Last fall, Luis restarted TSU, a group that Wehle said had a very negative outlook on cis relations with the trans community. Instead of interacting with outside clubs and being welcoming to the cis community, the club seemed to dwell on the past. Now, he said, the club of about 30 members is extremely inclusive and active in the community.
“TSU has become a great organization. I think we are a place that no matter who has come into the room, everyone has felt like they could be themselves. We are a place everyone can feel comfortable,” Wehle said. “We’re a small organization but we are growing because of that. A lot of people have come and enjoyed themselves or learned something. And we’re small, but we’re close because of that. It’s all part of our family.”
Luis said the club is discussion-based and open to everyone. Their last topic of choice was positive trans representation, but discussions can range from broad to personal.
“There have definitely been a lot of people who come to meetings who aren’t out. They aren’t at the point in their lives to be out,” Luis said. “We encourage an open and loving dialogue welcoming both trans and cis allies. We are there to support them. We try to make the environment safe so that people feel comfortable enough to talk about their experiences.”
Wehle said he is very happy with the way TSU’s defining event, Trans Day of Remembrance (TDR), was executed last November. Alongside candle-light vigils, survivors and friends gave first-person accounts of their experiences as both trans people and allies.
“TDR is for people in our community who we’ve lost due to suicides. This year we had a great turnout,” Wehle said. “I honestly think it’s because we put it on ourselves. There were some really meaningful stories and performances.”
Wehle said what he wants the most from TSU is for people to educate themselves. He wants equal treatment.
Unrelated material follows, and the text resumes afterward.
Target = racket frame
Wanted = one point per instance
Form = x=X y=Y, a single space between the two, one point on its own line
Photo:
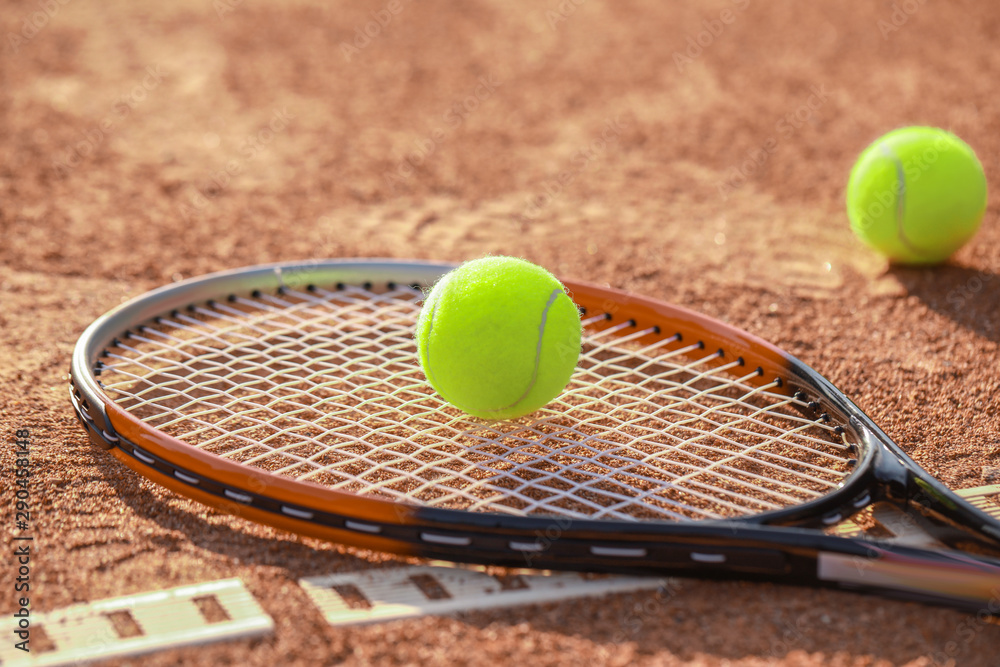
x=773 y=545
“People don’t know how to talk to trans people. People don’t know how to treat us like we’re them. Nonbinary, binary, whatever you are, it doesn’t matter, we all live, eat and breathe the same things,” Wehle said. “What I like to say is, ‘Sometimes they let me out of my cage and I eat real food too,’ because that’s how I feel. I feel like that’s how people talk to me. I love being the go-to guy, but I want to have a conversation with my friends that doesn’t involve what’s in my pants.”
TSU holds their weekly meetings Tuesday nights at 7 in Marshall Student Center Room 2702.